A big part of this area seemed to be part of the monument, because of the signs I saw along the way. There were quite a few turnoffs to different canyons, but all of these turnoffs were dirt roads. As I kept riding northeast, the road seemed in disrepair, but not completely un-rideable. There was no center line and no shoulders and some bumps in spots, but it was still paved. Then, something changed. I rounded a corner and the pinyon-juniper trees that lined the road dropped away and I was surrounded by a vast farmland. I’m not completely sure, but I believe what was growing was alfalfa.  Another distinctive change was the air temperature. It had dropped significantly, as if the wind blowing across the vast fields was drawing upon the moisture in those fields and creating a cool breeze. Again…I was just a tad awe-struck.

Now typically, when you drive along farmland, the roads that divide the farms are dirt roads, but for some reason, out here, they were paved. I was quite pleased with this and was able to reach Hwy491 without any trouble at all. As I rode south on this road, I noticed a sign that read CSU Southwest Colorado Research Center.

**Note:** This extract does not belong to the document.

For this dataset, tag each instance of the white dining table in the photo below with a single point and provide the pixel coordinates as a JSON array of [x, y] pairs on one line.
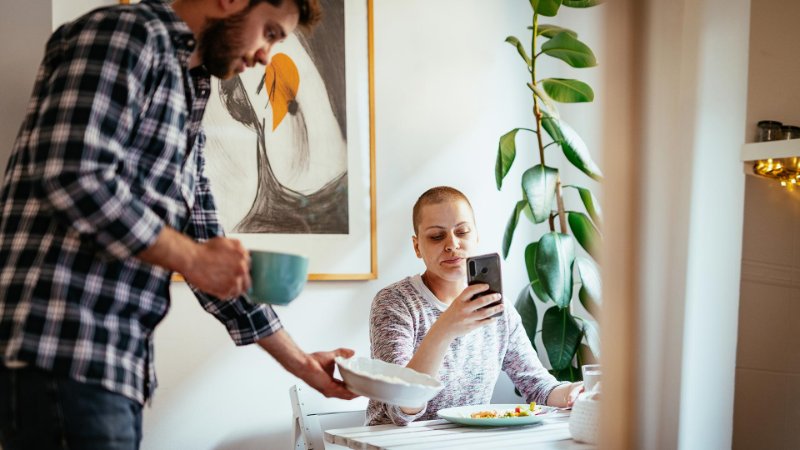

Then it struck me that maybe all those fields had something to do with the university. CSU is renowned for its agricultural research.

Back to Durango and to see my hubby

Ok, now it’s time to see my hubby. I made one more stop by Dolores, which is the northern end of the Trail of the Ancients. I would have wanted to also stop at the Anasazi Heritage Center just north of Cortez, but it closes at 5 pm and the time was already 6:30. So, I kept on riding back to Durango and made no more stops until I reached my destination…my ‘home away from home’.

As I dismounted my bike and removed my helmet, I heard my husband whistle from the balcony. It was such a wonderful sound indeed. After removing my other motorcycle gear and dragging my tired body upstairs to shower away the day’s dirt, we sat on the balcony to share our day and enjoy the late evening breeze.

The next day was my ‘relaxation’ day…also my 49th birthday. And my plan was to not ride my motorcycle, but to hike the trail to Bridal Veil Falls in Telluride.